When Jesus had crossed again in the boat to the other side, a great crowd gathered round him; and he was by the lake. Then one of the leaders of the synagogue named Jairus came and, when he saw him, fell at his feet and begged him repeatedly, ‘My little daughter is at the point of death. Come and lay your hands on her, so that she may be made well, and live.’ So he went with him, and a large crowd followed him and pressed in on him.
While he was still speaking, some people came from the leader’s house to say, ‘Your daughter is dead. Why trouble the teacher any further?’ But overhearing what they said, Jesus said to the leader of the synagogue, ‘Do not fear, only believe.’ He allowed no one to follow him except Peter, James, and John, the brother of James. When they came to the house of the leader of the synagogue, he saw a commotion, people weeping and wailing loudly. When he had entered, he said to them, ‘Why do you make a commotion and weep? The child is not dead but sleeping.’ And they laughed at him.
Then he put them all outside, and took the child’s father and mother and those who were with him, and went in where the child was. He took her by the hand and said to her, ‘Talitha cum’, which means, ‘Little girl, get up!’ And immediately the girl got up and began to walk about (she was twelve years of age). At this they were overcome with amazement. He strictly ordered them that no one should know this, and told them to give her something to eat.
And now we enter a time of imaginative contemplation.
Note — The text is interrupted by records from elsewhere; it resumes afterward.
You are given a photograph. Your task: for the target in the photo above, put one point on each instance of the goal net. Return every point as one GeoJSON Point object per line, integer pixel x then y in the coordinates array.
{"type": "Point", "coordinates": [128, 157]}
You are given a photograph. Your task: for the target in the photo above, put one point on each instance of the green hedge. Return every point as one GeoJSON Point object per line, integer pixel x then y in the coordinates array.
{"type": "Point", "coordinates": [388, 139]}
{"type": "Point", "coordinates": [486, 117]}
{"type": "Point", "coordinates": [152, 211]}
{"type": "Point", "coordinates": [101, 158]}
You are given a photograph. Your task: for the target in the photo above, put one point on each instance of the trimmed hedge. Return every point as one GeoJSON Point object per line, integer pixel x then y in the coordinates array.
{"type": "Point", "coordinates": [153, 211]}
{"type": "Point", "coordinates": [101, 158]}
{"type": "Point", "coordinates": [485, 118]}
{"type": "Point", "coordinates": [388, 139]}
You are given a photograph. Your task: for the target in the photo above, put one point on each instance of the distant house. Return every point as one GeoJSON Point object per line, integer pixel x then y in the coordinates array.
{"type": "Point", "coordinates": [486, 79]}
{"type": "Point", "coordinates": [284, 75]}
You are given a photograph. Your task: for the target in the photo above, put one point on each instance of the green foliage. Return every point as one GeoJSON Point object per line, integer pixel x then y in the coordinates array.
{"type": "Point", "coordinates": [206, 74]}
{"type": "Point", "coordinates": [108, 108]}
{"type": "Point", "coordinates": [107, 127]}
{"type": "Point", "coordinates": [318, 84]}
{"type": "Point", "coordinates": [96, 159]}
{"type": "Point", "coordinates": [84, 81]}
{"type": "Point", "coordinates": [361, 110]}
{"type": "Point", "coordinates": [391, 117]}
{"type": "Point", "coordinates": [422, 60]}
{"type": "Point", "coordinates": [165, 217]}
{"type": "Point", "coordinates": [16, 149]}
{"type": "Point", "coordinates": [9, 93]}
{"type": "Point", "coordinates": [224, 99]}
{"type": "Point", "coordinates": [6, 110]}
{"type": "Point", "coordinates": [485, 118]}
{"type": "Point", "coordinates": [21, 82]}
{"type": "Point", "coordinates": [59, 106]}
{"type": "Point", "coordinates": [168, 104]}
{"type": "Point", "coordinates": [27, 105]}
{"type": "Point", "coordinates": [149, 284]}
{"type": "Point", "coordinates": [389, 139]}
I will offer a few questions and prompts, and I invite you to follow what interests you most
Jesus arrives on the other side of the lake. Can you picture it? What kind of day is it? Is there a breeze off the water? Is it warm, or cool, sunny or cloudy? What does the crowd look like? What else do you see? Hear the sounds of the crowd, the waves, the birds…what other sounds do you hear?
As you listened to this gospel passage, did you identify with any particular person in the story? Perhaps with Jairus? With his wife? Perhaps even the little girl herself? Choose one of these, or one of the disciples, or a bystander, and imagine yourself as that person in the story. How does it unfold? How do you react to events? Take the next few minutes to imagine yourself in the story, paying attention to your own feelings and thoughts as Jesus walks to Jairus’ house, enters, and raises the child.
Jesus says, “Do not fear, only believe.” Hear him saying this to you. How do you respond?
Now spend a few moments with Jesus, or with Jairus, the little girl, or her mother. Talk about what you have imagined, felt, and thought about in this prayer, and listen to the response.
Finally we review our time of contemplation. Ask what feelings did you experience? When did you feel encouraged? When did you feel discouraged? Did you receive the grace you asked for? What did you receive?